受注高は、民間工事が前年を下回ったことにより、前連結会計年度に比べ9.7%減少の64,614百万円となりました。
売上高は、前年を下回ったことにより、前連結会計年度に比べ32.6%減少の62,685百万円となりました。
セグメント利益は、売上高の減少により、前連結会計年度に比べ37.2%減少の1,430百万円となりました。
セグメント資産は、受取手形・完成工事未収入金等が減少したことなどにより、前連結会計年度末に比べ9,889百万円減少の34,991百万円となりました。
(機器製造販売事業)
機器製造販売事業は、FPD(フラットパネルディスプレイ)製造装置向け製品、半導体製造装置向け製品ともに、生産計画の調整等により受注及び生産は減少いたしました。
受注高は、主にFPD(フラットパネルディスプレイ)製造装置向け製品が減少したことにより、前連結会計年度に比べ41.6%減少の6,236百万円となりました。
売上高は、FPD(フラットパネルディスプレイ)製造装置向け製品が減少したことにより、前連結会計年度に比べ29.2%減少の7,750百万円となりました。
セグメント利益は、売上高の減少により、前連結会計年度に比べ41.8%減少の804百万円となりました。
セグメント資産は、売掛金等が増加したことにより、前連結会計年度末に比べ92百万円増加の8,637百万円となりました。

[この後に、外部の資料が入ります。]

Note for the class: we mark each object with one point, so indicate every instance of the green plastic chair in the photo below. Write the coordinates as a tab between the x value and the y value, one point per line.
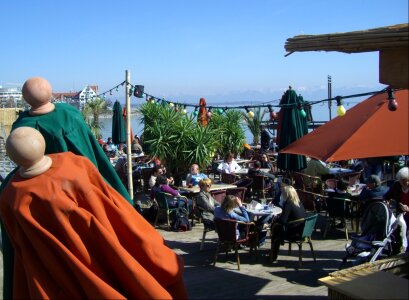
304	236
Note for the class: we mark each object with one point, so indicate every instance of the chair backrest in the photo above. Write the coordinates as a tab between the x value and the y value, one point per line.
218	195
258	182
307	199
226	230
331	183
239	192
336	206
309	225
160	198
307	182
228	178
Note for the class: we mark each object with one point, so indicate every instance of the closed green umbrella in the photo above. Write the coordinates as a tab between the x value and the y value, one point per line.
118	126
292	125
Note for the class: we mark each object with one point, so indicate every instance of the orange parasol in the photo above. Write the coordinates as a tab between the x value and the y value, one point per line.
202	116
369	129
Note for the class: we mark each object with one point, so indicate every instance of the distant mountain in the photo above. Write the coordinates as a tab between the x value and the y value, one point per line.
249	97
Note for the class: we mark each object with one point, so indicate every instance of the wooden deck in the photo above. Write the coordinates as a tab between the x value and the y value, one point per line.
258	278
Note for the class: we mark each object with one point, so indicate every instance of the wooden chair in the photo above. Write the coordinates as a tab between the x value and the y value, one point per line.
207	227
310	200
163	206
146	174
239	192
226	231
218	195
228	178
259	186
337	209
307	183
331	183
304	237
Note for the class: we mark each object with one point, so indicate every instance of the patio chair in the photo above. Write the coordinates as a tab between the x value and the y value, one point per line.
259	186
311	201
218	195
306	182
331	183
208	226
303	237
228	178
337	209
239	192
163	206
227	239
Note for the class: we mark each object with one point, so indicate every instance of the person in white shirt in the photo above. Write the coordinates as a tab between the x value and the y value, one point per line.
229	165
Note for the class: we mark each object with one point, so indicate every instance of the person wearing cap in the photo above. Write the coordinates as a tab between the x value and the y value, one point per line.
373	189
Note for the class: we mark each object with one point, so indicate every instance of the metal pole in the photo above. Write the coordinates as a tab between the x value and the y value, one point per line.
128	132
329	96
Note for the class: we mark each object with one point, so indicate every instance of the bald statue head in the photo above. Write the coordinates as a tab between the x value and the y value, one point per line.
37	92
26	146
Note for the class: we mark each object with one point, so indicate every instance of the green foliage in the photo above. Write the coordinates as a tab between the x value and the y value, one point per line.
91	112
230	134
179	140
254	123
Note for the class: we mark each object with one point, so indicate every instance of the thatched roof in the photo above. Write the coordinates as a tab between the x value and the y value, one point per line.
351	42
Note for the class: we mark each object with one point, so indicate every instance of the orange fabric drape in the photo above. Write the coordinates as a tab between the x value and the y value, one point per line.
75	237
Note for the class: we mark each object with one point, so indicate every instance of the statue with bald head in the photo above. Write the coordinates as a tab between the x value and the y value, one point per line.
37	92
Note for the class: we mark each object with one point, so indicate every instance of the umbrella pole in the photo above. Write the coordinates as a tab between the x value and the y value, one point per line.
128	133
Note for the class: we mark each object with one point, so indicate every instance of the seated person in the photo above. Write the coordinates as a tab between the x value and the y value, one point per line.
266	163
136	148
229	165
206	203
399	192
293	210
194	176
157	170
341	192
162	185
373	189
227	211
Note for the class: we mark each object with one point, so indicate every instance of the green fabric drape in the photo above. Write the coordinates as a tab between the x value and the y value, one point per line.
63	129
293	126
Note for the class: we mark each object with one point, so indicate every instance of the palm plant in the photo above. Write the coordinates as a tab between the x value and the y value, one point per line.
253	123
230	137
91	112
177	139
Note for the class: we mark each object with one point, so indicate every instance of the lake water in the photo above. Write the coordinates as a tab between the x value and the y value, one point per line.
137	128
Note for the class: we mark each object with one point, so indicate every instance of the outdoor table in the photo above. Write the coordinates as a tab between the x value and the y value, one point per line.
244	171
214	187
256	213
339	171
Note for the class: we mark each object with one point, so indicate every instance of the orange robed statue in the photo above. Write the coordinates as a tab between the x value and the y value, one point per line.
76	237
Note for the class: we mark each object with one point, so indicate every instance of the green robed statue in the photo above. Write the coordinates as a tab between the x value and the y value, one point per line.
63	129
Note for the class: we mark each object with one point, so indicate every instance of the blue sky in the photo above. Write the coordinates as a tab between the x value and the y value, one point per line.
223	50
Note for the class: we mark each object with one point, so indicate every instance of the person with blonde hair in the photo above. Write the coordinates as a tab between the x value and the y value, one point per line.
293	210
205	203
399	192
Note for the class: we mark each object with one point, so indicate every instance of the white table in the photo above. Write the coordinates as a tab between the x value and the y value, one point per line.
214	187
244	171
274	211
339	171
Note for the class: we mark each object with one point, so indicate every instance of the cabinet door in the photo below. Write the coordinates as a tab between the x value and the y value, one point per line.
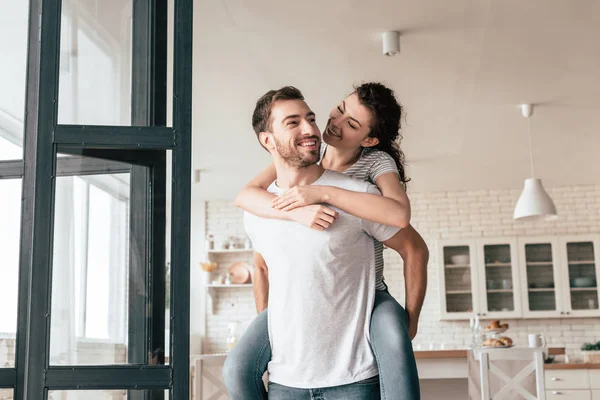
579	264
458	289
540	277
498	278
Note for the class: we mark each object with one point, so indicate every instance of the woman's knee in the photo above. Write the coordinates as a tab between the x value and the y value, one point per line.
389	325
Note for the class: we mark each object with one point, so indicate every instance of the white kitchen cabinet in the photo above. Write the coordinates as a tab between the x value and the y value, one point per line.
576	384
498	278
458	279
560	276
580	270
479	276
539	262
529	277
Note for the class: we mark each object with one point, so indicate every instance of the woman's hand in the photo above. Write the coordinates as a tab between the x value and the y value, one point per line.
300	196
314	216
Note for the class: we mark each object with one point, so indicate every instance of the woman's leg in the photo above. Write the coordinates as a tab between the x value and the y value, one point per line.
247	362
393	351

② キャッシュ・フローの状況の分析・検討内容並びに資本の財源及び資金の流動性に係る情報
当連結会計年度のキャッシュ・フローの状況につきましては、「(1)経営成績等の状況の概要 ②キャッシュ・フローの状況」に記載のとおりであります。
(1) 資金需要
当社グループの主要な資金需要は、設備工事事業における工事施工及び機器製造販売事業における製品製造販売のための材料費、外注費、経費、並びに販売費及び一般管理費等の営業費用の支払いに要するものであります。
(2) 財務政策
当社グループは、事業活動の維持拡大に必要な資金を安定的に確保するため、内部資金の活用及び金融機関からの借入れにより資金調達を行っております。また、国内金融機関において合計50億円のコミットメントラインを設定しており、流動性の補完にも対応が可能となっております。
③ 経営方針、経営戦略、経営上の目標の達成状況を判断するための客観的な指標等
当社グループは、持続的な成長と企業価値の向上を目指し第17次中期経営計画を策定しております。詳細につきましては、「1 経営方針、経営環境及び対処すべき課題等 (2)優先的に対処すべき事業上及び財務上の課題」に記載のとおりであります。
また、2022年3月期につきましては、受注高80,400百万円、売上高78,200百万円、営業利益1,850百万円、経常利益2,060百万円、親会社株主に帰属する当期純利益1,350百万円を目標達成のための客観的な指標としております。
④ 重要な会計上の見積り及び当該見積りに用いた仮定
連結財務諸表作成に当たって用いた会計上の見積り及び当該見積りに用いた仮定のうち、重要なものについては、「第5 経理の状況 1 連結財務諸表等(1)連結財務諸表 注記事項(重要な会計上の見積り)」に記載のとおりであります。
また、新型コロナウイルス感染症の拡大に伴い、先行きの不透明感が強く、収束の時期や経済に与える影響を把握することが困難なため、上記記載の見積りに影響を与える可能性があります。